With CNs like www.paypal.com\0ssl.secureconnection.cc
Shouldn't the CA who issued the certificate bear *some* of the blame here?
It just seems logical....
The people who need to make sure to get everything secure in order to for the web to function have waited longer than -9 weeks- to get something fixed? When the thing was presented at... Defcon? What else do these people have to do other than fix these -major- flaws. When something is shown at Defcon, BlackHat, HOPE or any other major security conference, the first thing for these people to do would be to fix the flaw. 9 weeks is inexcusable.

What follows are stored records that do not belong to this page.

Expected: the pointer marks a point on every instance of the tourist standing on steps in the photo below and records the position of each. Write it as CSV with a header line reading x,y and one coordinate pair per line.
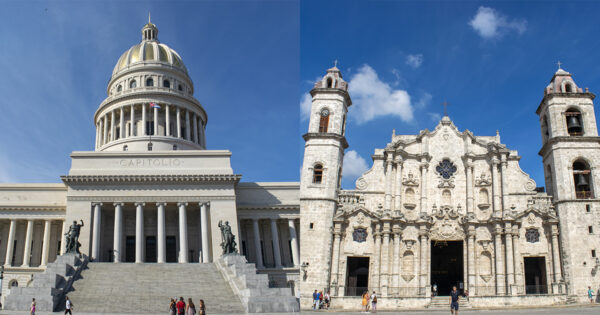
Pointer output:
x,y
68,306
374,303
201,308
454,298
180,306
172,307
191,308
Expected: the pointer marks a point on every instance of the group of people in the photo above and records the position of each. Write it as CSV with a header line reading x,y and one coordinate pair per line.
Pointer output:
x,y
369,301
181,308
320,300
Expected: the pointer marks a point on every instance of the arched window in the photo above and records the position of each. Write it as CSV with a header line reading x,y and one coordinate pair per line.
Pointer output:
x,y
574,122
581,177
324,121
318,174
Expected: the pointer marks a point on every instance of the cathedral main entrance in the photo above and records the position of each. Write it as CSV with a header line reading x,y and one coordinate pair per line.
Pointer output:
x,y
446,265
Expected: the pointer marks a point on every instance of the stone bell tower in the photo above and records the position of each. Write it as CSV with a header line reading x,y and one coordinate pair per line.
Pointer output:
x,y
571,154
320,180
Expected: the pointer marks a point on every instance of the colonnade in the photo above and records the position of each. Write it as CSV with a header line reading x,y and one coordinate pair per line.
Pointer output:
x,y
168,120
161,248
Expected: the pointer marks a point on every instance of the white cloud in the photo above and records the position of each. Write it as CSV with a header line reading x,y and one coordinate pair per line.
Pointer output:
x,y
305,105
354,165
489,23
414,61
373,98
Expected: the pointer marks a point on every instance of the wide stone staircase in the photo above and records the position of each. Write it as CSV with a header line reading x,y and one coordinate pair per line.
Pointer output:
x,y
148,288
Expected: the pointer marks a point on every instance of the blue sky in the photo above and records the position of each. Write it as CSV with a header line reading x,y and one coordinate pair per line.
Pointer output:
x,y
56,58
490,60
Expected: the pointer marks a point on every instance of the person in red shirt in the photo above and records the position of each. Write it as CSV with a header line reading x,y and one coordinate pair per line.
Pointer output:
x,y
180,306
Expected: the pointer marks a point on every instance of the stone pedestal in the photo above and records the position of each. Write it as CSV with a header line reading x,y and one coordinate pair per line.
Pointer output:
x,y
253,289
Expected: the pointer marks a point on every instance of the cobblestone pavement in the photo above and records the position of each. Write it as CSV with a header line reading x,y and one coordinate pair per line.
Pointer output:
x,y
559,310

The problem is that this is not just some buffer overflow where you can replace single function call with an equivalent function call that does a safety length check. Security holes that depend on '\0' characters in strings exploit a systematic flaw in the Windows API design: the mix of two entirely different and incompatible types of strings all over the place. The 'native NT' API uses Unicode strings with an explicit length, but the Win32 API and C/C++ libraries usually use null-terminated strings. The dirty compromise is to use null-terminated strings together with an explicit length. Naively, one would think that this is now compatible with both, but it isn't - the NT API strings are a superset of the C-style API strings, because they can contain \0 characters, which the latter cannot handle.

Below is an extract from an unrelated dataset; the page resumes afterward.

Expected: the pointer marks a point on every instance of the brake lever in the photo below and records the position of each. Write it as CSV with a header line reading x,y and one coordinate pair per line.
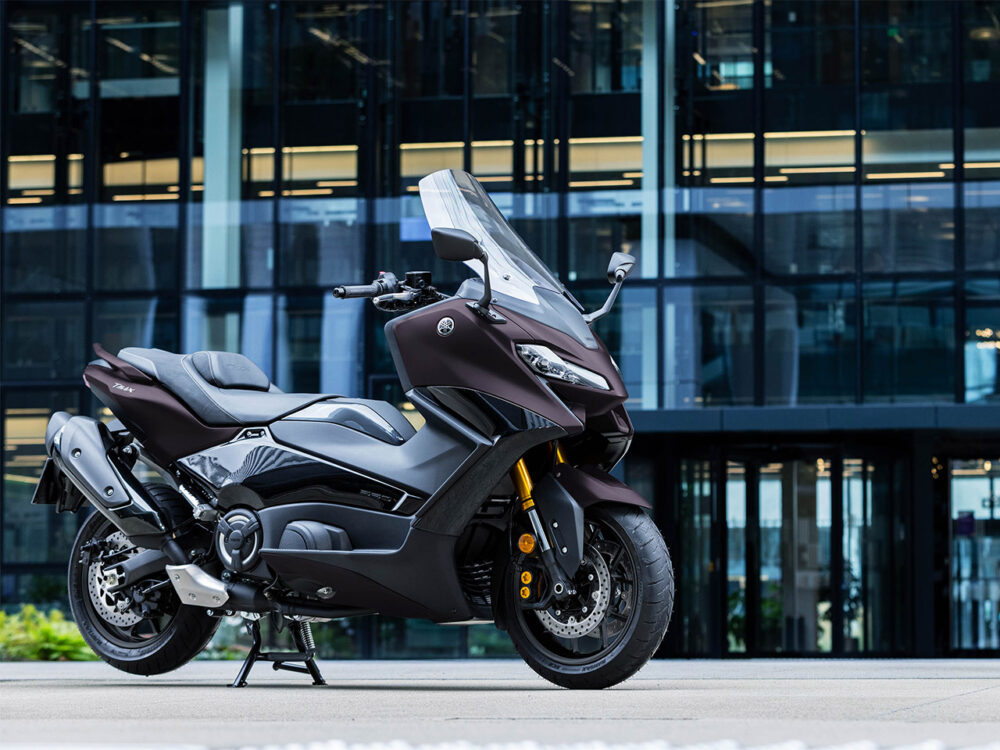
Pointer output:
x,y
395,301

This is a glaring flaw, has been known for many years, and will probably never get completely fixed. The SysInternals guys wrote a nice article about it once, I think, but I can't find it any more. It's lost in the mists of time. It's been exploited repeatedly too. You can create files and registry entries with \0 in them, and then none of the user-mode tools will be able to modify or delete those, including Explorer and the command-line tools. Viruses and other malware make use of this 'feature' often.
What really shits me is that Microsoft hasn't learned a thing. They talk big about security, but it's just talk. For example, the entire ASP.NET API suffers from a similar mismatch of encodings flaw: All of the data binding controls fail to properly HTML encode strings coming from a database. This makes virtually all ASP.NET applications ripe for exploits via XSS or other script injection attacks. The one time I wrote an ASP.NET app, I had to spend weeks going through and replacing all of the simple-looking bind statements with explicit calls to a method that would both bind and encode. Even in the upcoming 4.0 release, the flaw is still there. I suspect that it won't ever get fixed.
If Microsoft can sit on a related security holes for years, don't hold your breath for a patch for this one. Even if they do fix it, I suspect they'll do something half-assed, like create a patch for IE only, instead of the cryptographic subsystem as a whole.